SYLLABUS 3.
Cursus: Het Bewustzijn - Zijn Wezen en Wording.
De jongeling bevrijdt zich geleidelijk van de overheersing
door de Grote Moeder. Hij doet dit door haar te weerstreven
(zelfcastratie of zelfmoord en narcisme) en verder door
zich te onderscheiden in een zelfbevestigend en een
zelfvernietigend aspect (de vijandige broeders). De neiging
tot zelfvernietiging vloeit voort uit angst.
Deze zelfonderscheiding is de worsteling met zichzelf.
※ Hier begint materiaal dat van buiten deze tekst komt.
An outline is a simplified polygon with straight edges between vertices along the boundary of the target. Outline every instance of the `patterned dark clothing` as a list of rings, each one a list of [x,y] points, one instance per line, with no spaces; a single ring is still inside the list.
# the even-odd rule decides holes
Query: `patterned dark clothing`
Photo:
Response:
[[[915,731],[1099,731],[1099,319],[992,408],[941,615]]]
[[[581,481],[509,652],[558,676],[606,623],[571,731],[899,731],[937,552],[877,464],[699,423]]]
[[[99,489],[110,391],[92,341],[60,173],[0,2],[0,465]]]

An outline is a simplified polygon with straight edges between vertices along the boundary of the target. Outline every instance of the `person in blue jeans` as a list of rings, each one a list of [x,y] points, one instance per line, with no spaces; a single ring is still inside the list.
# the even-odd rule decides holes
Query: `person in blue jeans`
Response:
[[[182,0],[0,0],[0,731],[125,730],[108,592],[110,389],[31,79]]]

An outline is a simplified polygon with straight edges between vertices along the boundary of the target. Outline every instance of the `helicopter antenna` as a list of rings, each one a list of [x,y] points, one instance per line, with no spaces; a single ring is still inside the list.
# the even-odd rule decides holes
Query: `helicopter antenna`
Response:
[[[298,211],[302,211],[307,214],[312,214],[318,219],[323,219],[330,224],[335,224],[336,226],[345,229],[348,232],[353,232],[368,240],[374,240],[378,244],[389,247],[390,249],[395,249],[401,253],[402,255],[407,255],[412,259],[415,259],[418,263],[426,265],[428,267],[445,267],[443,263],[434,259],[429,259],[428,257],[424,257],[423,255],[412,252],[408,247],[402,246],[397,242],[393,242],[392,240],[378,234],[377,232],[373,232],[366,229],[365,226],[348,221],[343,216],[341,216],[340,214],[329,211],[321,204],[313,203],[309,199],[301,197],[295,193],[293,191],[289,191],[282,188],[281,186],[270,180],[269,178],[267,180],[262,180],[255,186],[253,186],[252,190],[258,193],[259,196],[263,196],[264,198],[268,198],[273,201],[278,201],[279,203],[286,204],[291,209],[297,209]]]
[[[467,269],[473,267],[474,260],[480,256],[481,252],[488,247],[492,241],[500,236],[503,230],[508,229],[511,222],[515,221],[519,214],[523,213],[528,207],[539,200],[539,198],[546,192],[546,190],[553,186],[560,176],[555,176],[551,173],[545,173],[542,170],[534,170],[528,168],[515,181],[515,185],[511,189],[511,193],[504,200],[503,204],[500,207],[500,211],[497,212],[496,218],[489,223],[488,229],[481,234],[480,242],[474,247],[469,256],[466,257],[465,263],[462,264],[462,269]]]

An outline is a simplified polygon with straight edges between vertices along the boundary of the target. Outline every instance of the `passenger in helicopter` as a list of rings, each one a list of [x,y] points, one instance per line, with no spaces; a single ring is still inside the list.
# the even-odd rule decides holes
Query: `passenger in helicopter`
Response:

Als het Ik zijn zelfvernietigend schuldgevoel tegen de Grote
Moeder richt, wordt het de held.
Het Ik en het bewustzijn worden zelfstandig, maar de mens
komt ook tot het inzicht, dat hij onderscheiden is van de
natuur, incl. het onbewuste.
De held heeft gebruikelijk twee vaders en twee moeders.
De jonkvrouw-moeder behoeft geen maagd te zijn, maar blijft
psychisch open voor de godheid. Zij is sacraal.
B.v. de heilige maagd en haar zoon Jezus. Op de achtergrond
staan de heilige Anna van wie Maria de aardse schoot is en
anderzijds de god-vader, die de bevruchting bewerkt.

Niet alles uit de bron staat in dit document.